Команду выполнили не сразу. Все были удивлены. В последние месяцы им не часто приказывали петь, а если это и случалось, то пели всегда народные песни. Как правило, петь их заставляли, когда кого-нибудь наказывали. Заглушая крики истязаемых, заключенные пели лирические строфы. Но старый национальный гимн донацистских времен им не приходилось исполнять уже несколько лет.

— А ну-ка не спать, свиньи!

В тринадцатом блоке первым запел Мюнцер. Остальные подхватили мелодию. Кто не знал слов, делал вид, что поет. Главное, чтобы губы у всех шевелились.

— Почему? — шепнул Мюнцер своему соседу Вернеру, не поворачивая головы и продолжая делать вид, будто поет.

— Что — «почему»?

Пение было в этот раз больше похоже на карканье. Начали слишком высоко, и голоса срывались, не в силах дотянуться до высоких, ликующих нот последних строк. Да и дыхания не хватало, после «разминки».

— Что это еще за гнусное гавканье? — заорал второй лагерфюрер. — Еще раз сначала! Если и в этот раз не споете как следует, останетесь здесь до утра!

На этот раз запели ниже.

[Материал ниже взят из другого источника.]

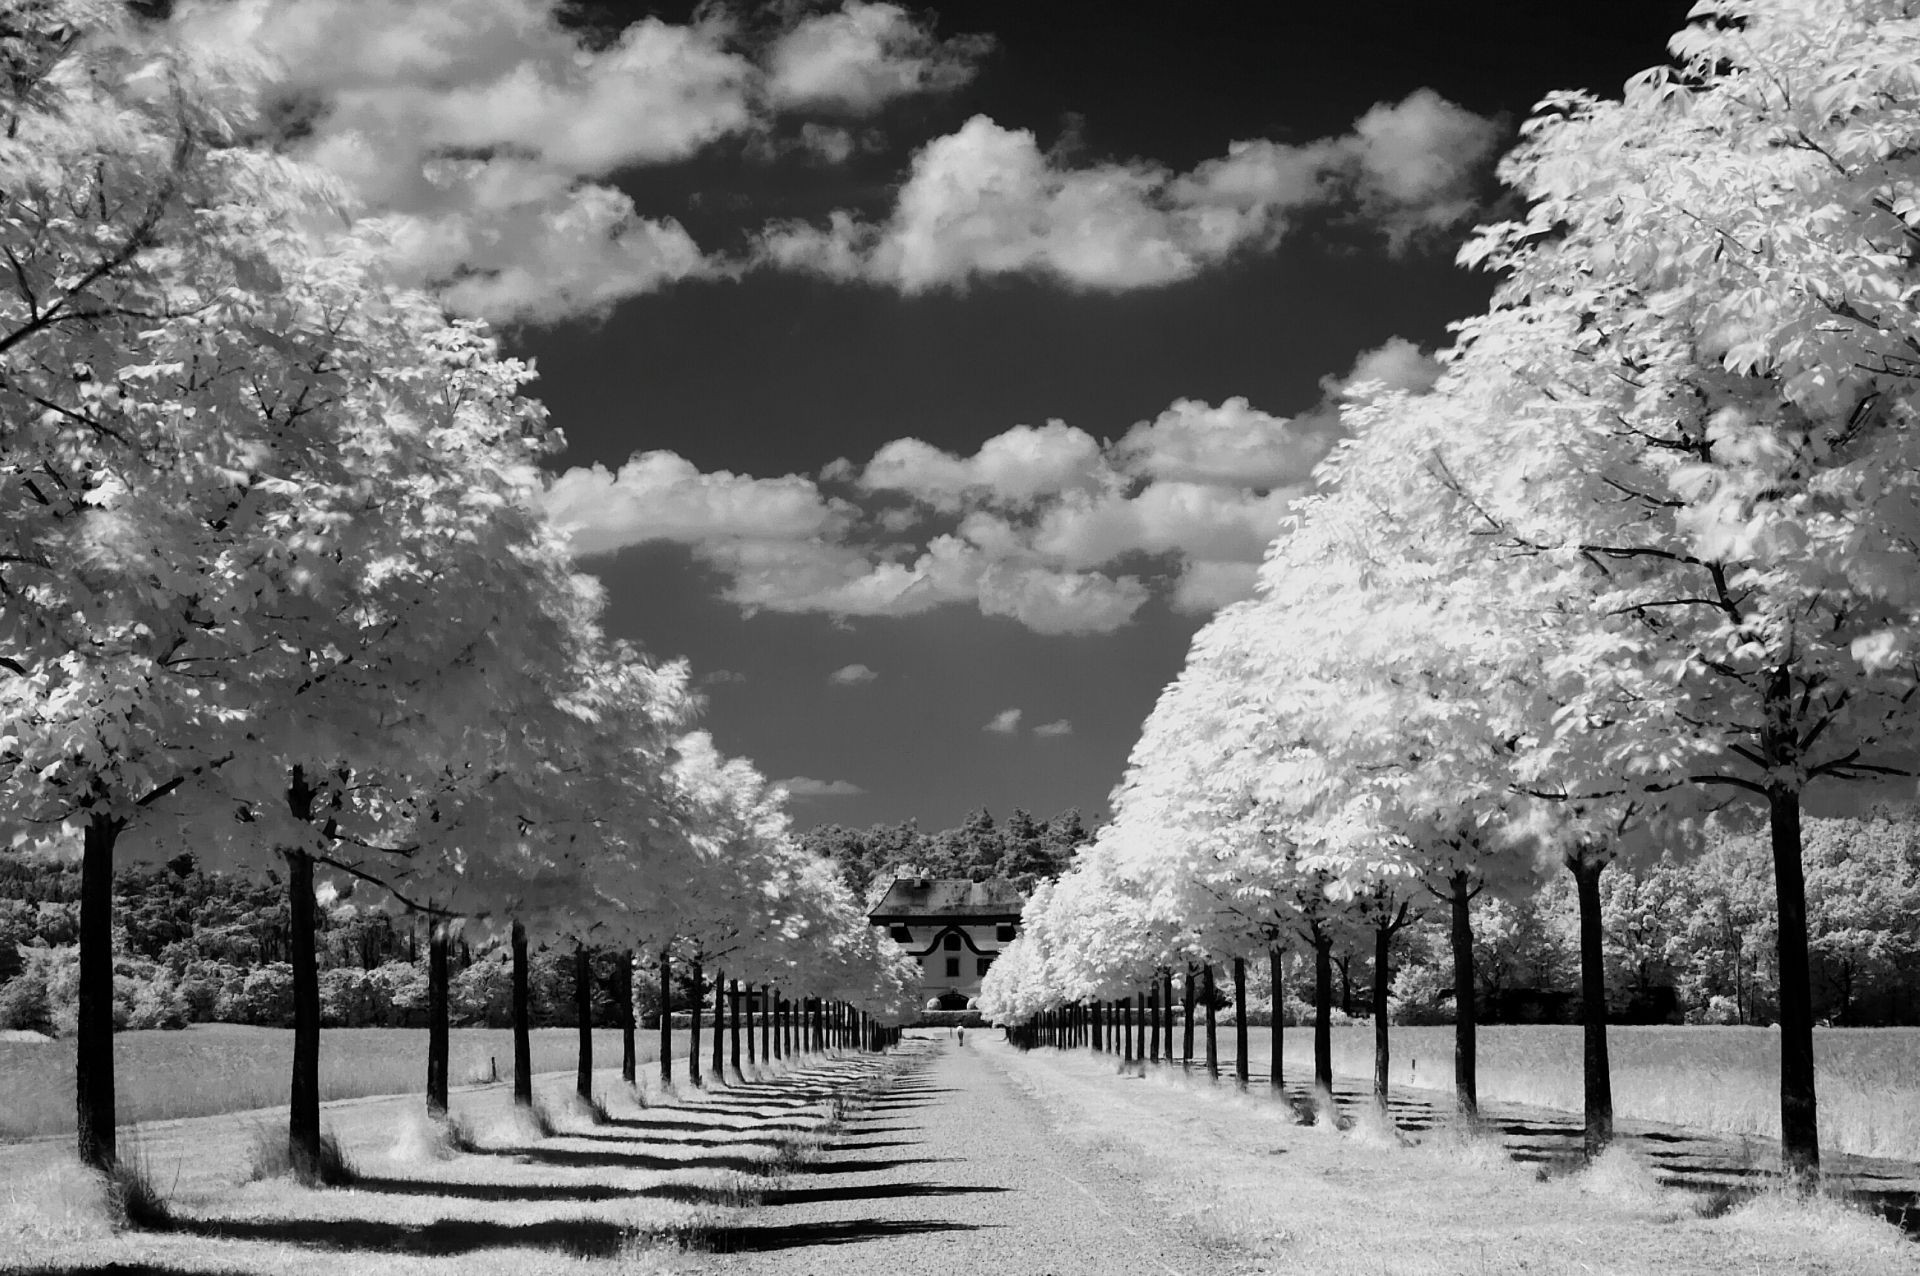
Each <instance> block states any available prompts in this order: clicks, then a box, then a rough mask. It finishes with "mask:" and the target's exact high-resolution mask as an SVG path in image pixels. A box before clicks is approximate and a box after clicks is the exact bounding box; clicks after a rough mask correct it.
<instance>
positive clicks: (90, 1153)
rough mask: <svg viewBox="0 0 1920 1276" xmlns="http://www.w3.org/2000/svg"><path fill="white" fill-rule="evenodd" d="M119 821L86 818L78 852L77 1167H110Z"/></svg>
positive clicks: (76, 1073) (73, 1044) (76, 1088)
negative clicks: (77, 1157) (80, 906)
mask: <svg viewBox="0 0 1920 1276" xmlns="http://www.w3.org/2000/svg"><path fill="white" fill-rule="evenodd" d="M119 831H121V821H119V819H111V817H108V815H98V814H96V815H88V819H86V831H84V835H83V842H81V846H83V850H81V988H79V992H81V1007H79V1021H77V1023H75V1036H73V1130H75V1136H77V1140H79V1153H81V1165H90V1167H94V1169H98V1170H109V1169H113V1163H115V1159H117V1155H119V1153H117V1144H115V1136H113V842H115V840H117V839H119Z"/></svg>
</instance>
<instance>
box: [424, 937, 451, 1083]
mask: <svg viewBox="0 0 1920 1276" xmlns="http://www.w3.org/2000/svg"><path fill="white" fill-rule="evenodd" d="M426 1113H428V1115H430V1117H445V1115H447V923H444V921H436V923H434V927H432V931H428V933H426Z"/></svg>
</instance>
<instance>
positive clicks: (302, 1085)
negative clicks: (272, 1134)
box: [284, 768, 321, 1186]
mask: <svg viewBox="0 0 1920 1276" xmlns="http://www.w3.org/2000/svg"><path fill="white" fill-rule="evenodd" d="M294 771H296V783H294V787H290V789H288V800H292V798H294V792H296V791H303V787H301V785H300V781H298V773H300V768H294ZM298 814H300V812H296V815H298ZM284 856H286V902H288V952H286V956H288V957H290V965H292V967H294V1080H292V1086H290V1088H288V1096H286V1098H288V1109H286V1151H288V1159H290V1161H292V1167H294V1178H298V1180H300V1182H303V1184H307V1186H315V1184H319V1182H321V967H319V957H317V954H315V952H313V929H315V917H313V911H315V908H313V856H309V854H307V852H303V850H296V848H292V846H290V848H286V852H284Z"/></svg>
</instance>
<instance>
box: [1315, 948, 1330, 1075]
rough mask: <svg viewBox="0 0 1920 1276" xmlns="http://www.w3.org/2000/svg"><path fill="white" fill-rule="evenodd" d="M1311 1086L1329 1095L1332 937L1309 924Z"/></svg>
mask: <svg viewBox="0 0 1920 1276" xmlns="http://www.w3.org/2000/svg"><path fill="white" fill-rule="evenodd" d="M1313 1086H1315V1088H1319V1090H1325V1092H1327V1094H1329V1096H1331V1094H1332V936H1331V934H1327V931H1325V929H1321V927H1319V925H1315V927H1313Z"/></svg>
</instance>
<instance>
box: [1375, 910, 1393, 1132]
mask: <svg viewBox="0 0 1920 1276" xmlns="http://www.w3.org/2000/svg"><path fill="white" fill-rule="evenodd" d="M1392 956H1394V925H1392V923H1390V921H1380V923H1379V925H1375V927H1373V1101H1375V1105H1379V1109H1380V1111H1382V1113H1384V1111H1386V1078H1388V1073H1390V1071H1392V1065H1394V1046H1392V1038H1390V1036H1388V1030H1386V994H1388V990H1390V986H1392V984H1390V975H1392V965H1390V959H1392Z"/></svg>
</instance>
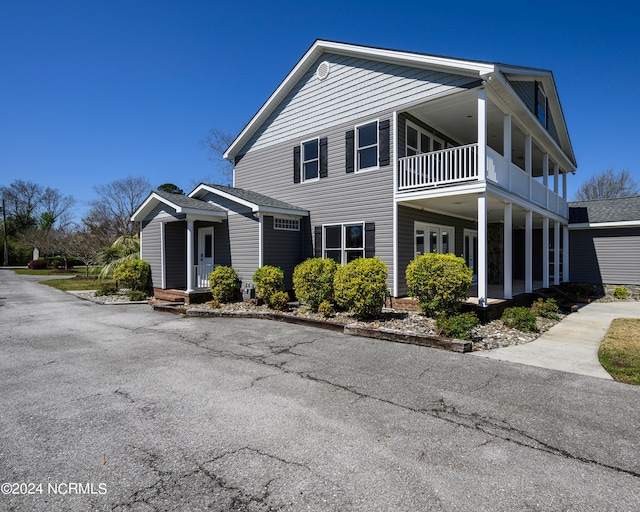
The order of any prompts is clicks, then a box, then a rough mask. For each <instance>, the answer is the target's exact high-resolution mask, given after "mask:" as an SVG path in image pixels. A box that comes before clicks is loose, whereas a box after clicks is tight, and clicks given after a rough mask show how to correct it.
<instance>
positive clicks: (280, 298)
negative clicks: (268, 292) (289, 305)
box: [268, 291, 289, 311]
mask: <svg viewBox="0 0 640 512" xmlns="http://www.w3.org/2000/svg"><path fill="white" fill-rule="evenodd" d="M288 302H289V294H288V293H287V292H282V291H280V292H274V293H272V294H271V296H270V297H269V301H268V304H269V307H270V308H272V309H275V310H277V311H286V310H287V305H288Z"/></svg>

Дело пошло на лад.

— Что — «почему»? — повторил Вернер.

— Почему именно «Германия, Германия превыше всего»?

Вернер прищурился.

— Может… они уже и сами… не верят своим собственным… нацистским песням… — пропел он.

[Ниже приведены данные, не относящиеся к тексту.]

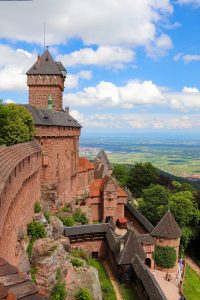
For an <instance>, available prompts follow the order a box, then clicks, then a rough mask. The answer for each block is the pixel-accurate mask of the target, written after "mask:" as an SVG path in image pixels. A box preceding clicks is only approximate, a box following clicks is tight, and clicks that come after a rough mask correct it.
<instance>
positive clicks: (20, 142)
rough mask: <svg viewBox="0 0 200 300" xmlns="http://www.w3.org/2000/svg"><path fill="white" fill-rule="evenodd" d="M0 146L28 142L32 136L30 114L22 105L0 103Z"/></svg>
mask: <svg viewBox="0 0 200 300" xmlns="http://www.w3.org/2000/svg"><path fill="white" fill-rule="evenodd" d="M0 125H1V126H0V145H6V146H10V145H13V144H17V143H22V142H28V141H30V140H31V139H32V138H33V135H34V124H33V119H32V115H31V113H30V112H29V111H28V110H27V109H26V108H25V107H24V106H22V105H16V104H6V105H5V104H2V102H0Z"/></svg>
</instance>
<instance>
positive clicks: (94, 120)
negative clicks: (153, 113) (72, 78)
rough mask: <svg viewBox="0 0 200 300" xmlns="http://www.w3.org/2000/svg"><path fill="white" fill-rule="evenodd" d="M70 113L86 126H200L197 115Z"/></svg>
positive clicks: (197, 115)
mask: <svg viewBox="0 0 200 300" xmlns="http://www.w3.org/2000/svg"><path fill="white" fill-rule="evenodd" d="M70 114H71V115H72V116H73V117H74V118H75V119H76V120H78V121H79V122H80V123H81V125H82V126H83V127H85V128H91V129H94V128H109V129H127V128H129V129H130V128H133V129H189V128H192V127H195V126H197V125H198V126H200V124H198V122H197V120H198V119H199V116H198V115H195V117H188V116H186V115H184V116H178V115H176V116H171V115H164V116H163V115H159V116H157V115H151V116H149V115H147V114H146V115H145V114H142V115H141V114H140V115H137V114H120V115H118V114H93V115H90V116H86V115H83V114H81V113H80V112H78V111H77V110H72V111H71V112H70Z"/></svg>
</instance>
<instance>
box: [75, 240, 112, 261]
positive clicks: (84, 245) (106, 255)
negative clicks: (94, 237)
mask: <svg viewBox="0 0 200 300" xmlns="http://www.w3.org/2000/svg"><path fill="white" fill-rule="evenodd" d="M76 248H80V249H84V250H86V251H88V252H89V253H91V254H92V252H98V253H99V257H100V258H105V257H106V256H107V243H106V241H105V240H100V241H81V242H76V243H73V244H71V249H76Z"/></svg>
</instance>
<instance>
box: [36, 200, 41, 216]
mask: <svg viewBox="0 0 200 300" xmlns="http://www.w3.org/2000/svg"><path fill="white" fill-rule="evenodd" d="M41 210H42V206H41V204H40V202H35V206H34V213H36V214H37V213H39V212H41Z"/></svg>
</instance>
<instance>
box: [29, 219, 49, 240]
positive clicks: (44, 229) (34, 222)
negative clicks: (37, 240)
mask: <svg viewBox="0 0 200 300" xmlns="http://www.w3.org/2000/svg"><path fill="white" fill-rule="evenodd" d="M27 233H28V235H30V236H31V238H33V239H35V240H37V239H40V238H43V237H46V231H45V228H44V226H43V225H41V224H40V223H37V222H36V221H34V220H33V221H32V222H31V223H29V224H28V228H27Z"/></svg>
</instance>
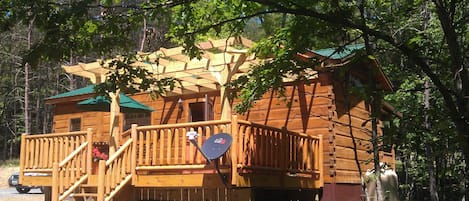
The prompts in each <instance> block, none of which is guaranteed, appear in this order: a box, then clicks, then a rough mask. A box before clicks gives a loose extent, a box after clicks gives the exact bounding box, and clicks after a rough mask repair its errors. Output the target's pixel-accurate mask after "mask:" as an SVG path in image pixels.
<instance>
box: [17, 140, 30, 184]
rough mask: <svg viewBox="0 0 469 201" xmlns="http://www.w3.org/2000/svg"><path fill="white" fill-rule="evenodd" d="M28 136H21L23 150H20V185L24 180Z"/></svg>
mask: <svg viewBox="0 0 469 201" xmlns="http://www.w3.org/2000/svg"><path fill="white" fill-rule="evenodd" d="M27 135H28V134H26V133H23V134H22V135H21V148H20V172H19V174H20V175H19V183H20V184H22V183H23V180H24V178H23V177H24V176H23V175H24V168H25V160H26V136H27Z"/></svg>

Заключенные пели, уставившись куда-то вперед, словно загипнотизированные. Вернер чувствовал, что в нем растет какое-то странное напряжение. У него вдруг появилось ощущение, что напряжение это почувствовал не только он, но и Мюнцер, и лежащий на земле Гольдштейн, и все остальные и даже СС. Песня внезапно обрела совсем иное, необычное звучание: становясь все громче, она звучала уже почти вызывающе иронически, и слова ее уже не имели к этому никакого отношения. «Хоть бы Вебер ничего не заметил, — думал Вернер, не спуская глаз с лагерфюрера, — иначе сегодня будет еще больше мертвецов».